You receive a cheque in the mail from a client; scan and print it so you have a hard-copy copy for your 3-ring binder.

Endorse the back of the cheque and mail it off to the branch manager.

Once a month fax a request to transfer $2,500 (or whatever your running costs are) to your regular checking account at the major-bank-which-pays-you-no-interest.
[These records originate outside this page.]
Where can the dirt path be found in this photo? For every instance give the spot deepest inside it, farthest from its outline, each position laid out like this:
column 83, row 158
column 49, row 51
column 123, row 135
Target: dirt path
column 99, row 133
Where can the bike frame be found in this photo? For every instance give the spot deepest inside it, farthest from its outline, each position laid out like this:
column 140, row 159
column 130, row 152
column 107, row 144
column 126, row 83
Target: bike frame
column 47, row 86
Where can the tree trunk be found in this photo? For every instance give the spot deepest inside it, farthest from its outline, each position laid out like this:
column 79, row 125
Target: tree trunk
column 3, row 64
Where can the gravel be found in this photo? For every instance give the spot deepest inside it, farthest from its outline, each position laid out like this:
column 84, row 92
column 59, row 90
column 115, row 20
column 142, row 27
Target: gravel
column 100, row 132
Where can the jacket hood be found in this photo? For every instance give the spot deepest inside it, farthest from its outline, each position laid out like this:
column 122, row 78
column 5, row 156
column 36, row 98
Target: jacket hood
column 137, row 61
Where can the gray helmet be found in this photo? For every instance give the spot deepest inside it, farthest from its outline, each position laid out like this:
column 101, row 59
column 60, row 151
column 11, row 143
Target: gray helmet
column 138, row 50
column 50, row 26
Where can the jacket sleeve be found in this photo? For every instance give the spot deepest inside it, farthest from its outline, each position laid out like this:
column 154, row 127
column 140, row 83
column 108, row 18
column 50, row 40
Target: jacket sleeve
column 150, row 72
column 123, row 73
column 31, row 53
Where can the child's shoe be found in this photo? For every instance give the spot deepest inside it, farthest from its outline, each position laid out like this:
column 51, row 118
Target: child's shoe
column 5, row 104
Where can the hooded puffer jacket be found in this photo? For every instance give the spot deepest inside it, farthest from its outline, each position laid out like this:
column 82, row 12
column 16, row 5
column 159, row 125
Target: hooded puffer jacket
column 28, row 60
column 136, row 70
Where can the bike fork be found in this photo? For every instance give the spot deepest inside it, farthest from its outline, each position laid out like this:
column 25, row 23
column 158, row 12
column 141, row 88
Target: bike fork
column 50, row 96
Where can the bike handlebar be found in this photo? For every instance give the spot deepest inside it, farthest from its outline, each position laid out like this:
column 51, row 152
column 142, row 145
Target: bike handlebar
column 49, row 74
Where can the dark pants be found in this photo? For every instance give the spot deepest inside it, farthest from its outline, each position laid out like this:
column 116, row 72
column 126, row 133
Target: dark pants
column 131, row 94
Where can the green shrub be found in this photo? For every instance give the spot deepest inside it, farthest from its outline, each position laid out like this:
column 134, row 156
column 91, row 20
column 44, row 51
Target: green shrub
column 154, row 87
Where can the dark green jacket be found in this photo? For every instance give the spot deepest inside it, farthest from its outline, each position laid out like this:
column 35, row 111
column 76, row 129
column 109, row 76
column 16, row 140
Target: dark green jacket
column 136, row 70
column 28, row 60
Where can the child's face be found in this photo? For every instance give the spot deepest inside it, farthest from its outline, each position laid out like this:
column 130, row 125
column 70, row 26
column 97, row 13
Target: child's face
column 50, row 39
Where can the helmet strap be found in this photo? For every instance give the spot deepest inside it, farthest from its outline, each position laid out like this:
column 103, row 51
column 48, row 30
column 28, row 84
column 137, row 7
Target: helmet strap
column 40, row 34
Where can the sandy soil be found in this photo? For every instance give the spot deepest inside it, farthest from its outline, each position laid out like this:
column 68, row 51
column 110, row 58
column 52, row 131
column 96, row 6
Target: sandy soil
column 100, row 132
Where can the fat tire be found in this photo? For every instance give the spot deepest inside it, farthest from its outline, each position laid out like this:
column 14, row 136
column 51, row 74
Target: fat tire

Now you can match your $2,500 budget to your $2,500 monthly “salary”, and you can trim costs, excuse yourself from big-budget restaurants etc.

Here’s the Bonus

Your accountant will love you, because EVERY deposit in your credit union is a direct reflection of revenue earned; you will match each deposit with an invoice, and for tax purposes your 12 credit union monthly statements are a direct record of your business revenue.

Talk to Me !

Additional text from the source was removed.